Keep your memory bright before God.

Oswald Chambers, My Utmost for His Highest

This morning as I awakened to another smoke-filled sky from uncontained wildfires both north and south of where we live, I thought of my alarm clock in the early morning of September 11, 2001. The voice of one of my favorite Bay Area talk show hosts was saying a plane had flown into one of the World Trade Center towers. His voice had a kind of puzzled alarm.

We did not know, of course, that our country and indeed much of the world would convulse in the days, weeks, months, years ahead. We could not have known how intensely our country would be altered by terrorism – in pervasive security measures, in the horrors of war – including the war on Christians.

Now, 19 years later, I find again the memorial services, the reading of the names of the lost, the tolling of the bells, the recounting of heroic deeds, the photos, to be both so precious and so valuable. We remember flags everywhere, how much we prayed for those toiling for months in the wrack and ruin, slowly, painfully recovering the dead. We remember how we prayed for the thousands of families and friends of the lost – for comfort in their unimaginable grief.

It struck me today that this retrospective each year is a mirror, reflecting the true heart of our country. The response to 9/11 revealed how every impediment to sacrifice, to love of this great country was torn away.

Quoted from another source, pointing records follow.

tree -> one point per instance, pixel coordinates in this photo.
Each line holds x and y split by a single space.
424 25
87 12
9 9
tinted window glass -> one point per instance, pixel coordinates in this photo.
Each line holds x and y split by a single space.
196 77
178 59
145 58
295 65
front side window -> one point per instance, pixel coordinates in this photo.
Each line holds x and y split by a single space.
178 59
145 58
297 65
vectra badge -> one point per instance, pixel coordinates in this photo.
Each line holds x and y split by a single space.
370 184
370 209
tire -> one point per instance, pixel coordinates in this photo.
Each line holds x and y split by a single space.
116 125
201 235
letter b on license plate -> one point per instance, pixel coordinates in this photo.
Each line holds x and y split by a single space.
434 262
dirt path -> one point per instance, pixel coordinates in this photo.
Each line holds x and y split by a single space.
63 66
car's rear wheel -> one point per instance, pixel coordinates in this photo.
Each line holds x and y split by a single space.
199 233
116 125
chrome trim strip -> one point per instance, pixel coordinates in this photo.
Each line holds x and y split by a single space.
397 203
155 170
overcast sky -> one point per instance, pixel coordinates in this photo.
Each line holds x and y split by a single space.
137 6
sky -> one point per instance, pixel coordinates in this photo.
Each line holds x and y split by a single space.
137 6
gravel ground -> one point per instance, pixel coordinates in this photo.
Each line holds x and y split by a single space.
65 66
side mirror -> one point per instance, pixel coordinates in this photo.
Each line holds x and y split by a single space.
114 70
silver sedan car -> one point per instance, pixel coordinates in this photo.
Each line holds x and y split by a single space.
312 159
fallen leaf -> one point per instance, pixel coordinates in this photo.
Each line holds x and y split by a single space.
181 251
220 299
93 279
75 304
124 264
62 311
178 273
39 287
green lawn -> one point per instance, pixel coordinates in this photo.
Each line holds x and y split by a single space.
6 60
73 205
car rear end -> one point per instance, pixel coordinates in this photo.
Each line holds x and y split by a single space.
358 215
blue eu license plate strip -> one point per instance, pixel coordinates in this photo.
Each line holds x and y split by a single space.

I believe those things remain at the heart of who we are as citizens of the United States.

What we see now on the news, the rending and tearing, are not the heart of most Americans. This year’s remembrance of the collapse of the towers and the countless heroic deeds comes at a time when we need to see ourselves reflected as good and decent people, a great many of us prayerful disciples of Christ. We do have it within us, with God’s gracious hand, to persevere, to raise our families to appreciate yet again the high cost that has been paid to rescue, rebuild, and exact a high price from those who would do us harm.

And to vow keep the memory bright – and never forget.